After taking several deep breaths, I also smothered the temptation to say “everything on the slides is fair game”–because to be fair, there was some material more appropos for medical students than dental students. But about a dozen people in the class of seventy-five or so have asked me to limit the amount of material that will be on the exam. This is not a good way to get on your professor’s good side. I have said the material I repeated was important. Now, when I was told that as a student, I counted the number of slides/pages devoted to a topic and was able to weight its importance that way. (I know, I know, they don’t want to work, they want spoon-feeding.)

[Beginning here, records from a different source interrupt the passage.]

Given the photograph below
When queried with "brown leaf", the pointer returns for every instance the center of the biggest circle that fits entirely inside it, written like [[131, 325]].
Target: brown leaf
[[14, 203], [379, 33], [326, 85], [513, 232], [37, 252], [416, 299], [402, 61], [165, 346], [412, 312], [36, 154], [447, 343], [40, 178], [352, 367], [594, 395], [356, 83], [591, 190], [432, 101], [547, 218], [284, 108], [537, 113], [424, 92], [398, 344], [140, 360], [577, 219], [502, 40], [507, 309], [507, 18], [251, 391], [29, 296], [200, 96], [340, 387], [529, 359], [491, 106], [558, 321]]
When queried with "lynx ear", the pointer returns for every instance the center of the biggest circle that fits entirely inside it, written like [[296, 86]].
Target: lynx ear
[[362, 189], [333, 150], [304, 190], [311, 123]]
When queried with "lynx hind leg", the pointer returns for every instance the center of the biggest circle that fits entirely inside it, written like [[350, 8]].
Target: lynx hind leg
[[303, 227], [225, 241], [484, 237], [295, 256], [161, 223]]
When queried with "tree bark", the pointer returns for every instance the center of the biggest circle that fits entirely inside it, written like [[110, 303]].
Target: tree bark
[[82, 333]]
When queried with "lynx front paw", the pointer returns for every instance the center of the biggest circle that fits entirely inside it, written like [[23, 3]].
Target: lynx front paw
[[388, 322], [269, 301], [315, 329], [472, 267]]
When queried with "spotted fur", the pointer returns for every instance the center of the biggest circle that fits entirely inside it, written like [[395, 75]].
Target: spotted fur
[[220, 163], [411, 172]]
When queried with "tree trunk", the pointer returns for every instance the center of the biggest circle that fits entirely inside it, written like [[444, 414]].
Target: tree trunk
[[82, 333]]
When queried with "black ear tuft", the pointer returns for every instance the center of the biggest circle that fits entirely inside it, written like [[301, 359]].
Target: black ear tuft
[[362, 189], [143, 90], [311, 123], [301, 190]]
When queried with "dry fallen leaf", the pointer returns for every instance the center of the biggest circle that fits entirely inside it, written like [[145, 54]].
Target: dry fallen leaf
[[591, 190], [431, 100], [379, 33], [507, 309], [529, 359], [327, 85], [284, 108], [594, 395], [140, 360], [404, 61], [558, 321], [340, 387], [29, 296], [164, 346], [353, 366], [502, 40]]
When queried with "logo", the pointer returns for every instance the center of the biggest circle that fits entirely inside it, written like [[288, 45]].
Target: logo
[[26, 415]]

My response started out by asking where they want to go, do they wish to be lazy and just get by or do they wish to be a competent health care provider. The strategies are different. I then gave them this:

There are three ways to get information, from the book, from the slides, and from the verbal material in the lecture. The lecture slides cover the bare bones, my exposition was to add depth and information, and a competent medical professional reads the literature on a regular basis throughout that person’s career. One way to determine relative importance is by determining how much time (or how many slides were devoted to each disease. For the lung lectures, for example, more time was devoted to TB and lung cancers than was to pulmonary effusions and atelectasis. That information should guide your studies. If the material was seen on multiple slides, that is obviously more important than stuff that was only mentioned once. If it was mentioned in the book often and on the slides often, well, that is also a clue. I will have the slides in front of me when I write the questions

.It’s really amazing how many people will ask in hopes that I will quote questions, or tell them just what they need to know, and no more. I’m happy to tell them what they need to know, but the “don’t teach us too much”. really does annoy me.

Saturday, 13, November, 2010

Graduate School #27

Filed under: Cleveland,Forensics,History,Teaching — williamthecoroner @ 16:39

The Sam Sheppard case. AKA I undressed Marylin Sheppard. After over 50 years, two things are true.

1. Clevelanders still use tragedies as landmarks
2. People are still talking about this case.


So There I Was

Filed under: Natural History — williamthecoroner @ 16:18

Driving along Green Road, and a very large hornet’s nest in the leafless tree catches my eye. It’s big, and awfully brown. And then it flapped twice, and I realized it wasn’t a hornet’s nest, but a red-tail hawk, who was eating a fox squirrel. There was a very brave other squirrel lower down on the trunk, giving the bird the…well…the bird. Brave, but stupid.

Wasn’t expecting to see that in the middle of the city.

Adventures in Body Modification–Canid Edition

Filed under: WTF? — williamthecoroner @ 15:31

Now, not only can you get a corset, you can get a matching corset for your dog. You will notice, however, they do not make a corset for cats. Silly hats, yes. Wigs, a crime against nature, but no cat corsets. Knowing that cats have six ends and five of them are pointy, I’m not surprised.

Frankly, the more I look at the canine model, I think there is taxidermy involved.